Management also said in its letter to shareholders, "We believe we are very close to being sustainably FCF positive," and that it doesn't expect to take on any more debt. Both those statements show that the company's gamble on content has paid off, giving it a wide economic moat and a fast-growing, sustainably profitable business.
Netflix finished 2020 with an operating margin of 18%, above its target of 16%. For 2021, the company expects to generate an operating margin of 20%, above its previous forecast of 19%, showing the company turning into a profit machine. Netflix has just raised prices in several major markets, including the U.S., Canada, and the U.K., and is expected to do so in other parts of Europe. That, along with steady subscriber growth and moderating growth in content spending, will help the company expand its profit margins this year. If revenue grows 20% this year, that will give the company $6 billion in in operating income, up 31% from 2020. With no new debt coming on, earnings per share should grow by an even wider margin.

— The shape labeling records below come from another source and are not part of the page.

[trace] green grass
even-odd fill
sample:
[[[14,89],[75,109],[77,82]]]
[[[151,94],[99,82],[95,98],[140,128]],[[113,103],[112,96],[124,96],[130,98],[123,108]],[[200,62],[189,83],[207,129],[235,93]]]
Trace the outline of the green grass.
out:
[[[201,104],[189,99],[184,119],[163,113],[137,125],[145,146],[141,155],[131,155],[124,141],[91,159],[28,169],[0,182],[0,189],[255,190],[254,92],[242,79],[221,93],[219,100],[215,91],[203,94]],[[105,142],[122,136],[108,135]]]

Additionally, management made another bold prediction regarding operating margin. The company expects the profitability to increase by three percentage points each year, a sign that the company not only sees strong top-line growth ahead, but also expects profits to quickly ramp up. That forecast would mean operating margin would be 29% by 2024.
Even as Netflix has faced a slew of new competition in the past year, it looks as strong as ever. Shares hit an all-time high Wednesday, and it looks well-positioned for further gains.